Les objectifs et mesures introduites par Bâle III (3)

finance daf directeur financier banques bale 3 bordeauxConséquence de la crise financière, le comité Bâle a souhaité s'assurer de la capacité des banques à absorber des pertes importantes et comparer leur solidité respective ; ce dans le but d’éviter de nouvelles faillites. Pour ce faire, il compte s’appuyer sur toute une série de mesures baptisées « Bâle 3 » (prolongement de Bâle 2) dont voici les quatre principales :
   
 1) Renforcer les fonds propres des banques
Selon le Comité Bâle, il existe des fonds propres plus à même que d’autres à supporter des pertes. Dans cette perspective, le ratio « Core tier 1 » a été revu de façon à ne contenir que des actions ordinaires ou équivalent (exclusion des instruments hybrides tels que les titres super-subordonnés). Les activités les plus risquées verraient ainsi leurs fonds propres alloués sensiblement renforcés.

2) Inciter les banques à disposer de ressources court terme suffisantes par la création de 2 ratios de liquidité

  • le « liquidity coverage ratio « qui imposerait aux banques internationales de disposer d’une réserve d'actifs sans risque facilement négociables afin de pouvoir résister, pendant 30 jours, à une éventuelle crise (ex : retraits massifs des déposants),
  • le « net stable funding ratio » qui répond au même objectif mais sur une durée plus longue (1 an) lui vise le même objectif mais sur un an.
En conséquence, les établissements de crédit ne pourraient investir dans des actifs à long terme (immobilier entre autres) qu’avec des ressources à long terme.
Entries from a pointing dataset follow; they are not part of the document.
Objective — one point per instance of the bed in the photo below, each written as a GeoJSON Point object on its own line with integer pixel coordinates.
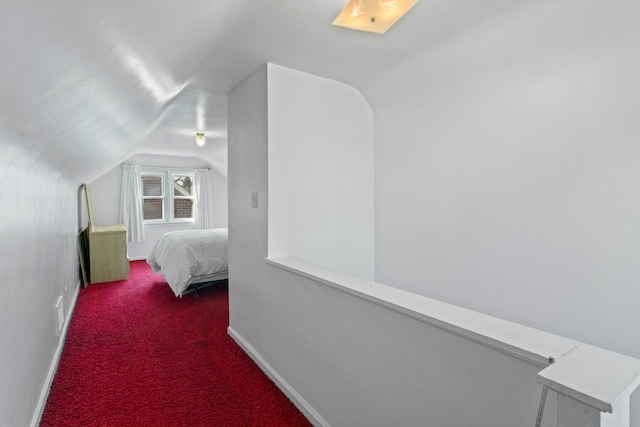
{"type": "Point", "coordinates": [190, 258]}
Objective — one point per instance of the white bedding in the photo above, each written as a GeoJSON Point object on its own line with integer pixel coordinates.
{"type": "Point", "coordinates": [184, 256]}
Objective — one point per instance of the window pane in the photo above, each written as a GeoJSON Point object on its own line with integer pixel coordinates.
{"type": "Point", "coordinates": [152, 209]}
{"type": "Point", "coordinates": [183, 185]}
{"type": "Point", "coordinates": [182, 208]}
{"type": "Point", "coordinates": [152, 185]}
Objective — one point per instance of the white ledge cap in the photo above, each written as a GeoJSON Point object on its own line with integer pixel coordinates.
{"type": "Point", "coordinates": [526, 343]}
{"type": "Point", "coordinates": [594, 376]}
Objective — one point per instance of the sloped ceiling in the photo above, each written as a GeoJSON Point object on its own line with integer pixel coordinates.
{"type": "Point", "coordinates": [84, 85]}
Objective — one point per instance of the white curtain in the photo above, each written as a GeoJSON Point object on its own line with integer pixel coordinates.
{"type": "Point", "coordinates": [204, 200]}
{"type": "Point", "coordinates": [131, 212]}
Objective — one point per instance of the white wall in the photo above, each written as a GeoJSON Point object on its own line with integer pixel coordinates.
{"type": "Point", "coordinates": [507, 170]}
{"type": "Point", "coordinates": [38, 263]}
{"type": "Point", "coordinates": [320, 172]}
{"type": "Point", "coordinates": [349, 362]}
{"type": "Point", "coordinates": [105, 192]}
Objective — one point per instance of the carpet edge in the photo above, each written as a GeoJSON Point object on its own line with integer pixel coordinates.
{"type": "Point", "coordinates": [309, 412]}
{"type": "Point", "coordinates": [46, 387]}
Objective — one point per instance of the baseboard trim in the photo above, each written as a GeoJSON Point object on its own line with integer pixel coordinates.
{"type": "Point", "coordinates": [312, 415]}
{"type": "Point", "coordinates": [44, 394]}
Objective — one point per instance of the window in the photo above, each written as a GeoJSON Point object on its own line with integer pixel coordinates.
{"type": "Point", "coordinates": [167, 196]}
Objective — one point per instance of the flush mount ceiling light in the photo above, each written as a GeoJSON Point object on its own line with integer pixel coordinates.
{"type": "Point", "coordinates": [375, 16]}
{"type": "Point", "coordinates": [200, 139]}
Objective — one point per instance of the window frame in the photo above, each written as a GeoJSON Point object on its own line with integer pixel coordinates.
{"type": "Point", "coordinates": [168, 197]}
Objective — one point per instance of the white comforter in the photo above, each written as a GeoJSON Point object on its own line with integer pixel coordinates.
{"type": "Point", "coordinates": [181, 256]}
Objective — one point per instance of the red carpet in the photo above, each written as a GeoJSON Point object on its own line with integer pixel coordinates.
{"type": "Point", "coordinates": [135, 355]}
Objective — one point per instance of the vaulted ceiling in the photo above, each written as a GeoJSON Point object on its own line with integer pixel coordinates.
{"type": "Point", "coordinates": [84, 85]}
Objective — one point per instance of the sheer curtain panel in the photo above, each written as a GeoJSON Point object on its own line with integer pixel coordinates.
{"type": "Point", "coordinates": [131, 212]}
{"type": "Point", "coordinates": [204, 200]}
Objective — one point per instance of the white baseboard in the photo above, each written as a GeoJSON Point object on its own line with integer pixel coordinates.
{"type": "Point", "coordinates": [44, 394]}
{"type": "Point", "coordinates": [312, 415]}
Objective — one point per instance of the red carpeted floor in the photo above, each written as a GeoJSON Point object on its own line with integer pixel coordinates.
{"type": "Point", "coordinates": [135, 355]}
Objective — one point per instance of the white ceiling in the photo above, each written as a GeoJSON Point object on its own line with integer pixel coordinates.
{"type": "Point", "coordinates": [86, 84]}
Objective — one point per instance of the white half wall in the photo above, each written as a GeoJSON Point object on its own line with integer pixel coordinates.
{"type": "Point", "coordinates": [105, 192]}
{"type": "Point", "coordinates": [507, 171]}
{"type": "Point", "coordinates": [344, 360]}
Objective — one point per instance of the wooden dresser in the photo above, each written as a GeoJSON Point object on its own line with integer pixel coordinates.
{"type": "Point", "coordinates": [107, 249]}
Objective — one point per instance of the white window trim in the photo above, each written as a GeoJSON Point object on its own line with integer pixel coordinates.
{"type": "Point", "coordinates": [168, 197]}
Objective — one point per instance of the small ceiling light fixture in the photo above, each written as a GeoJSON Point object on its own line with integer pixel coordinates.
{"type": "Point", "coordinates": [375, 16]}
{"type": "Point", "coordinates": [200, 139]}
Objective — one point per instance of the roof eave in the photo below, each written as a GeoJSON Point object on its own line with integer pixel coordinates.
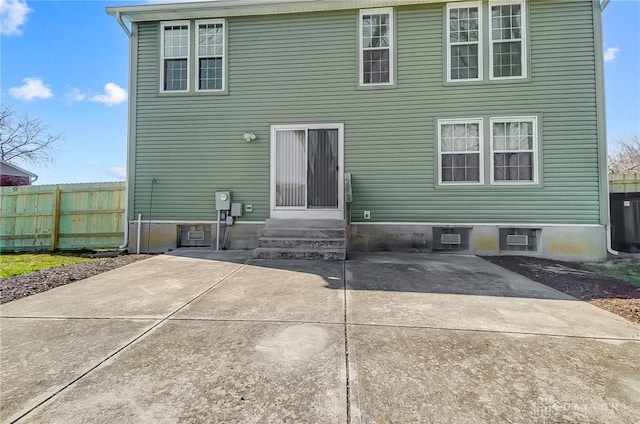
{"type": "Point", "coordinates": [228, 8]}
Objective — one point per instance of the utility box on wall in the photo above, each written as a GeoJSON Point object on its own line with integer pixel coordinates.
{"type": "Point", "coordinates": [223, 200]}
{"type": "Point", "coordinates": [625, 220]}
{"type": "Point", "coordinates": [195, 236]}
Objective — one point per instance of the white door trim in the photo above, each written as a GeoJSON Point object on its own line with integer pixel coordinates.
{"type": "Point", "coordinates": [298, 213]}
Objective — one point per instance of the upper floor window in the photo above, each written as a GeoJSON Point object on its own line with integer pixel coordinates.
{"type": "Point", "coordinates": [376, 47]}
{"type": "Point", "coordinates": [464, 41]}
{"type": "Point", "coordinates": [506, 35]}
{"type": "Point", "coordinates": [211, 51]}
{"type": "Point", "coordinates": [514, 150]}
{"type": "Point", "coordinates": [174, 47]}
{"type": "Point", "coordinates": [507, 58]}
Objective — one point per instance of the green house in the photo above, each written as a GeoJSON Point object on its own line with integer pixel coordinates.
{"type": "Point", "coordinates": [473, 126]}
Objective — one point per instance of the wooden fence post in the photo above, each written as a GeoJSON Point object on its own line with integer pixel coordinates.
{"type": "Point", "coordinates": [55, 217]}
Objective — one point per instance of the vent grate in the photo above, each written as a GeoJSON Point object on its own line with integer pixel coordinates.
{"type": "Point", "coordinates": [451, 239]}
{"type": "Point", "coordinates": [194, 235]}
{"type": "Point", "coordinates": [519, 239]}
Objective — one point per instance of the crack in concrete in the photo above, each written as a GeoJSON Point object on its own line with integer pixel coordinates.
{"type": "Point", "coordinates": [473, 330]}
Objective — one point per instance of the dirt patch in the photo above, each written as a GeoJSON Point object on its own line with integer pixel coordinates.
{"type": "Point", "coordinates": [609, 293]}
{"type": "Point", "coordinates": [13, 288]}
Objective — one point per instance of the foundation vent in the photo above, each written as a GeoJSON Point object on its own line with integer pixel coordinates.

3) Création de « coussins cycliques »
Constitués de résultats mis en réserve en haut de cycle, ils seraient utilisés en cas de crise et aussitôt reconstitués en cas de période faste. Ils permettraient donc de lisser les chocs économiques.

4) Modification du ratio d’effet de levier
Le ratio d'effet de levier (« leverage ratio ») qui compare les engagements des banques à la taille de leur bilan deviendrait plus important qu’aujourd’hui dans le dispositif Bâle (pilier 1). L’objectif visé est d'éviter un trop fort endettement des banques.

Au global, il ressort que ces nouvelles règles pénaliseraient fortement les banques européennes par rapport à leurs concurrents hors CEE notamment du fait des distorsions comptables existantes. Ainsi, le respect des règles Balle III (3) dégraderait, selon les banques européennes et françaises, leur performance économique (impact négatif sur leur rentabilité et leur croissance) d’où les contestations actuelles.